When we set out on Our Global Adventure, it was with a plan. We would spend 6-9 months in Ireland (to take care of the requirements for a visa into the UK) and then head on to England. When Gina said to me this time last year… “Do you want to go to France”, I was quite flabbergasted that she would even suggest such a spanner in the works of our carefully planned schedule. After all, she wasn’t even looking for housesitting opportunities at that stage.
But as I read the advertisement on trusted housesitters, I must admit that I felt something special was being placed in front of us.
I’m a firm believer in fate and destiny. For a car to be sold there must be a seller and there must be a buyer. One doesn’t exist without the other. Much of what we do in life is like this – every coin has two sides.
Housesitting is like that – a transaction. I bet a quick search on google will find you a thousand articles of how to “live free for a year” or save “45k in 9 months” with housesitting, and the truth is that it is an amazing opportunity.
The advertisement that we read was looking for a Family to stay in the Farm House on the property of the Chateau. Our host family had two children of similar age to our two, and this was an important part of the exchange. The transaction was quite simple – our family would be able to stay in the Farm House at no cost, in exchange for contributing to jobs around the property. Our kids would go to the French school, and we even had access to a car. Sounds pretty amazing doesn’t it?
But the amazing thing isn’t what you may think.
The amazing thing that we found housesitting in France was the exchange, contribution and connection between people.
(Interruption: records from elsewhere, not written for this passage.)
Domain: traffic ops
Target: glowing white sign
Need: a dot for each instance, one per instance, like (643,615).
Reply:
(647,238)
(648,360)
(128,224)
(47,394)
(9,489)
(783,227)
In France, we made new friends. Great Friends.
We also “un-bottled” the wine (with the help of Great Friends).
The kids dived straight into the deep end of School in France, and with an early day or two of tears and apprehension, they pushed through and achieved much that Gina and I am very proud of. They learnt some language, and maybe some maths. They made friendships – the proper ones that part with tears & take up a little piece of you forever. They learnt how strong they really are.
We spent an evening with Mart – An Estonian guy riding his bike through France and Spain on his three month journey to Santiago de Compostela. It was one of those times where you have to pinch yourself. Mart had contacted Marie-Laure at the Chateau through a Couchsurfing website, and we were bottling wine as he rode on in. Later that evening we all shared dinner and wine at the chateau, and exchanged stories of Estonia and France and Australia. The following morning before Mart set off, we did some repair to the seat of his bike. Mart has a blog too – click here for the post he wrote.
We met Lee. Lee flew in from Alaska and spent a few weeks eating as much of the finest French cheese as he could. He showed me how to start a fire by spinning a stick with a bow, in the traditional North American fashion. He flew back to Canada with an extra bag. Of cheese.
We shared meals at the Chateau, at the Farm House and at the Gate House. We enjoyed Christmas together. Some with finest French etiquette, some less formal, and some Aussie style. All with good cheer!
And we contributed.
It’s been quite a few years since I worked as a fitter and turner, and it’s not my dream to return to that job, but using those skills at a chateau in France was more rewarding than any paid work I have ever done. I welded and fitted gates to the wells. I duplicated spikes on top of gates to the barns. I made gates from scratch and Gina and I repaired gates by the Farm House. I spent more than 60hrs driving the Kubota Excavator, and maybe even got “proficient” in that time. I helped fit a new combustion heater in the Farm House, put some skids on the slasher and loads of other bits and pieces. Gina painted, pruned, picked apples & walnuts, weeded and raked leaves.
It NEVER felt like work, and to be part of contributing to a property that dates from the 15th Century was something very, very special.
Our chapter in France has come to an end, and from it we have taken away so much. We have experienced the amazing food, culture and places of Poitou-Charentes, but most significantly we have reinforced that our happiness is found in the connection and contribution we make to each other.
That sharing what we have doubles it, and never halves it.
That giving from an open heart is the most rewarding gift we can give ourselves.
That happiness & success is not found in titles or possessions, but in richness of contribution.
Pour nos amis les plus chers en France, française et australienne, je vous remercie beaucoup pour votre générosité, la gentillesse et l’amitié. Au revoir, jusqu’à la prochaine fois!